Deborah Weiner, a historian who worked on research for the exhibit, recalls a time when research materials were left on her porch because their donor did not want to come into direct contact with other people.
“I knew we had a fascinating founding story,” Salganik said in a speech she gave during the Federation’s annual meeting, held in conjunction with the exhibition’s opening. “Even though pre-Columbia Jewish residents had ties to Baltimore, our community didn’t start with institutions from Baltimore expanding here as typically happens when Jewish communities grow outside of cities. We were different. We made our community from scratch.”
Howard County’s Jewish history dates back to the 19th century, but the exhibit starts in the 1950s, when 12 Jewish families settled in the area. In 1962, land developer James Rouse started buying up land in the county, which was later used to start building Columbia in 1966. The city was pitched as a “noble experiment in living.”
“The original values of Columbia were very important in bringing people there. … It attracted certain people who kind of self-selected in a way,” Weiner said.
The area’s Jewish residents supported the idea, and some of Rouse’s associates were Jewish, which helped to sell Columbia to the Jewish population.
In 1967, Columbia sold its first home.
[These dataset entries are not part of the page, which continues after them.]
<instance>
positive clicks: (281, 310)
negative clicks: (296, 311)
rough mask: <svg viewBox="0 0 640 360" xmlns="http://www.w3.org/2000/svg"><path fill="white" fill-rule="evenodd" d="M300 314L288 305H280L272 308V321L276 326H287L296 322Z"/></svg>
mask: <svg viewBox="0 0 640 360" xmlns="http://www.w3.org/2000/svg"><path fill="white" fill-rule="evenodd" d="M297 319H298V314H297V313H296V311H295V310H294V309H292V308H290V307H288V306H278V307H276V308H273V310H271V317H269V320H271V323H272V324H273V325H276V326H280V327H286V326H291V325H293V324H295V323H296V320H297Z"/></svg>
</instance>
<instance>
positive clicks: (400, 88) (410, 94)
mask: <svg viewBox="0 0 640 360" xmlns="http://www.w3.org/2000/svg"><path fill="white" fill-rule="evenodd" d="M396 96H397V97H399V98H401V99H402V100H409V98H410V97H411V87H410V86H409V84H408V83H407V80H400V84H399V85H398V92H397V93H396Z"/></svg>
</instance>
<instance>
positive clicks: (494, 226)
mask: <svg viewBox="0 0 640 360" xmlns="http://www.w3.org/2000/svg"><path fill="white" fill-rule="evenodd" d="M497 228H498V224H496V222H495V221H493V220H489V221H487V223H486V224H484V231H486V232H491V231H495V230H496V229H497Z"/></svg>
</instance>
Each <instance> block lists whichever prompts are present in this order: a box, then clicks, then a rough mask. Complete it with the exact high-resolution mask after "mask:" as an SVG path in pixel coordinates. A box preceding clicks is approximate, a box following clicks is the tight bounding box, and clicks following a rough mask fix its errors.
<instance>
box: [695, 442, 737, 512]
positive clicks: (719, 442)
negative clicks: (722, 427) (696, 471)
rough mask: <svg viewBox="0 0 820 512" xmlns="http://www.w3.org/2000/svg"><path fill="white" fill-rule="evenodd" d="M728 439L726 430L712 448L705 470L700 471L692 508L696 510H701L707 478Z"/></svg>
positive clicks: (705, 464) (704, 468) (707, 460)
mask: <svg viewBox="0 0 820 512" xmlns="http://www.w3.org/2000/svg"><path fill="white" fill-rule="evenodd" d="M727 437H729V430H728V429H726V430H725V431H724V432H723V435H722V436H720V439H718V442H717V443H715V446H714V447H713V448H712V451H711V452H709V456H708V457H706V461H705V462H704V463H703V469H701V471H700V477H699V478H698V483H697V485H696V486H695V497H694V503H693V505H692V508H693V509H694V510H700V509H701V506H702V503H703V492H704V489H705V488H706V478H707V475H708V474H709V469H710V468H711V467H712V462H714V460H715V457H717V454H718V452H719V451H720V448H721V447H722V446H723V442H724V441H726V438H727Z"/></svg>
It was around this point that Howard County’s Jewish residents really came together.
Milton Kline and his wife, Judy, were one of the original 12 families who settled in the area. “We did not move out here to be pioneers, it was an economic decision,” he said of why his family made the move. He also noted that he doesn’t consider any of the original 12 families to be community leaders — just “distinguished people” who were attracted to the area.
One story that was recounted by nearly everyone interviewed for the exhibit was that of the first high holiday services held in Columbia in 1969. The Reconstructionist student rabbi in charge of the services played a recorded psychedelic rock version of the sacred Jewish prayer, Kol Nidre from a band called the Electric Prunes at the otherwise traditional service.
Attendees were so outraged by the break from tradition that they formed two other synagogues immediately after — Temple Isaiah and Beth Shalom Congregation, which Kline helped found. Those who had no issues with the Electric Prunes formed the then-unaffiliated Columbia Jewish Congregation.
Rabbi Martin Siegel was quoted by the exhibit as saying that “All the congregations [in Howard County] were founded by the Electric Prunes.”
Other stories are also told by the exhibit, such as the lives of Jewish children growing up in the area. By 1986, 20 years after Columbia was founded, Howard County was claimed to have the “fastest-growing Jewish community in the nation.”
The exhibit will be housed at the Oakland Mills Interfaith Center until July 14, though its planners are in talks to have it displayed at the Howard County Library and the Jewish Museum of Maryland in Baltimore. A corresponding website about Howard County’s Jewish history will be launched soon.
“The most important thing is that we all stand on the shoulders of giants that have come before us,” said Joel Frankel, the Federation’s executive director, of the research done for the exhibit. “In order to move forward, we have to understand where we’ve been.”
Correction – This article stated incorrectly the name of Laura Salganik’s husband. It is Bill, not Ralph – Ralph Grunewald was the previous director of the Federation.